Because Quest is its own standalone headset, testing how an application will run on the headset itself requires packaging the application and then deploying it to the headset before being able to test it. Because this process can take a few minutes from the time you start packaging until you get to see your app in the headset, it’s very time consuming to test small changes. Iteration time—how quickly one can make changes and then see them—is a key factor in the efficient creation of any media. For developers building Quest applications, the faster the time between making changes and testing them, the more time they can spend honing their applications to be polished and perfromant.
Oculus has introduced two changes with the goal of significantly speeding up the iteration process for developers building Quest applications with Unreal Engine 4. Some of the improvements also apply to developers building applications in their own game engine using the native Oculus Mobile SDK.

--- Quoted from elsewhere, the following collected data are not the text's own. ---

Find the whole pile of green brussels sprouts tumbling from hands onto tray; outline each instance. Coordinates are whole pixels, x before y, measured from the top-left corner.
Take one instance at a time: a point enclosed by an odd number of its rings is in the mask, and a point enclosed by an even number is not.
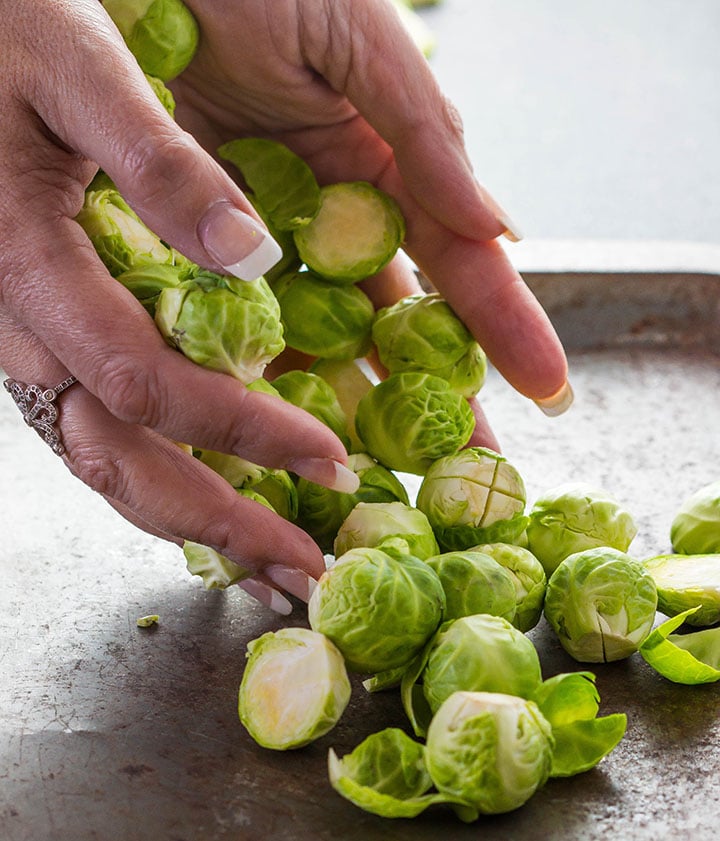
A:
[[[141,66],[144,51],[159,54],[143,41],[150,30],[157,40],[159,18],[154,30],[141,24],[148,8],[172,3],[105,5]],[[163,80],[192,57],[188,26],[183,57],[144,66],[170,114]],[[528,636],[543,616],[578,663],[639,652],[669,680],[718,680],[720,627],[710,626],[720,621],[720,483],[678,511],[676,554],[644,561],[628,554],[632,515],[602,489],[569,482],[528,507],[518,470],[468,446],[467,398],[482,387],[486,360],[447,302],[428,293],[375,312],[358,285],[402,246],[393,199],[365,182],[321,187],[273,141],[233,140],[218,154],[283,247],[264,277],[245,282],[195,265],[103,173],[78,222],[169,344],[313,414],[345,443],[359,477],[355,493],[340,493],[186,445],[239,494],[304,528],[328,558],[307,622],[248,644],[238,709],[253,739],[288,750],[327,734],[359,675],[362,691],[397,691],[408,724],[342,758],[331,749],[333,788],[386,817],[443,804],[474,821],[522,806],[550,778],[594,767],[625,734],[624,714],[598,715],[592,672],[543,679]],[[269,382],[265,369],[285,347],[314,361]],[[385,379],[358,364],[371,350]],[[419,481],[414,499],[408,476]],[[207,588],[249,574],[208,547],[187,542],[183,551]],[[654,627],[658,610],[668,618]],[[702,629],[673,633],[683,623]]]

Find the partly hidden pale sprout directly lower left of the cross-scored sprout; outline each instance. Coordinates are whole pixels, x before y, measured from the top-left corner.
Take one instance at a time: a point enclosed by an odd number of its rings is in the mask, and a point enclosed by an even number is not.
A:
[[[338,529],[336,556],[350,549],[378,547],[390,554],[425,560],[438,553],[427,517],[406,502],[358,502]]]

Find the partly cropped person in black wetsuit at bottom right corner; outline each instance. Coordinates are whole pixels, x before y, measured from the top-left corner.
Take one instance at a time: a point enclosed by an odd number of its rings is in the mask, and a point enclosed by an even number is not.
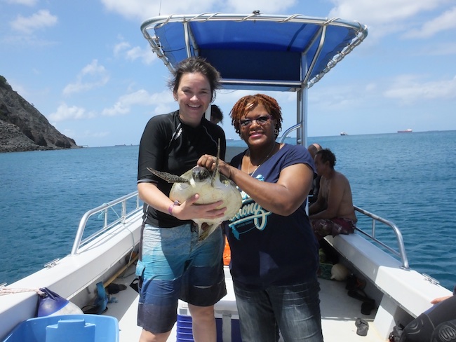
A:
[[[429,310],[407,324],[399,342],[455,342],[456,286],[452,296],[439,297]]]

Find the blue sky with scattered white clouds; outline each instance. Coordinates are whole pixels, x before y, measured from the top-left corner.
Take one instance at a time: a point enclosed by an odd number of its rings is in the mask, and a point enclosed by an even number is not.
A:
[[[142,22],[255,10],[368,26],[365,41],[309,89],[309,137],[456,130],[455,0],[0,0],[0,75],[76,144],[139,144],[149,118],[177,109]],[[239,139],[229,111],[248,93],[217,93],[227,138]],[[295,94],[269,95],[285,130]]]

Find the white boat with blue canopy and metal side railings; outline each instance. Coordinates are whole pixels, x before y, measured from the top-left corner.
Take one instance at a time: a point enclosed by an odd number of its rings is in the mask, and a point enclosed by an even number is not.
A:
[[[170,70],[188,56],[201,56],[219,69],[225,89],[284,91],[296,95],[296,123],[281,141],[295,133],[307,145],[307,93],[368,35],[356,21],[305,15],[254,13],[169,15],[151,18],[141,31],[152,50]],[[294,139],[294,137],[293,137]],[[107,199],[108,200],[108,199]],[[363,284],[371,308],[347,295],[346,281],[330,280],[334,266],[321,263],[321,321],[325,341],[385,341],[396,325],[407,324],[431,306],[431,299],[451,292],[409,266],[401,230],[387,218],[355,206],[358,227],[349,235],[324,241],[342,264]],[[102,220],[93,221],[102,216]],[[362,219],[361,219],[362,217]],[[361,223],[362,222],[362,223]],[[72,250],[32,275],[0,289],[0,338],[36,315],[36,288],[46,287],[79,308],[93,306],[97,285],[126,285],[102,315],[119,322],[120,341],[138,341],[138,292],[135,261],[142,223],[142,203],[133,192],[88,210],[76,229]],[[382,236],[380,239],[379,236]],[[389,239],[384,240],[384,236]],[[386,241],[386,242],[385,242]],[[392,241],[392,242],[389,242]],[[240,341],[239,316],[228,266],[227,296],[215,305],[218,341]],[[366,298],[364,297],[364,298]],[[177,323],[168,341],[193,341],[186,303],[179,303]],[[368,324],[367,336],[356,324]],[[231,327],[231,329],[230,329]],[[187,330],[185,330],[187,329]],[[182,332],[185,330],[187,332]],[[185,338],[180,336],[185,334]],[[181,338],[182,337],[182,338]]]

Skip APK Build When Iterating on Code
The first change allows developers to skip recompiling and repackaging their game after making code changes.
Instead of requiring the APK be rebuilt to include newer compiled binaries, a change was made to the Oculus OS to allow libraries to load automatically from the application’s dataDir instead of from the installed package if a file by the name exists, when a special flag is set in the package settings and the application is debuggable.
Oculus says the option can be found in Editor Preferences > General > Experimental, and also notes that “this option bypasses the normal Android APK build logic. If any changes are made that require a new APK to be generated, such as Java changes or Android manifest changes, you will need to disable this option temporarily to allow it to be built and installed.”
The blog post also explains how the function can be used in native development environments.
Using the VR Template that comes with UE4 as a test case, Oculus says that the Skip APK Build change improved the time-to-launch by 2.95 times, from 3 and a half minutes to 66 seconds.
FASTBuild Support for UE4 Code Compilation
Oculus says it has implemented FASTBuild support, “a high performance, open-source build system […] [that] supports highly scalable compilation, caching, and network distribution.” This allows developers to speed up code compilation by distributing the work across computers on the developer’s local (or VPN) network.
The company shared instructions for using FASTBuild in its blog post, and says that the tool can speed up builds of both the UE4 editor and “any Oculus VR game projects,” which we understand to mean that it can benefit both Quest and Rift projects.
For the ShowdownVR sample, using FASTBuild distributed compilation with access to 36 threads took 13 minutes and 39 seconds compared to 28 minutes and 28 seconds with local compiling on 12 threads. A fully cached build took just 3 minutes and 30 seconds. “These timings include all preprocessing, precompiled header generation, code compiling, and linking,” Oculus noted.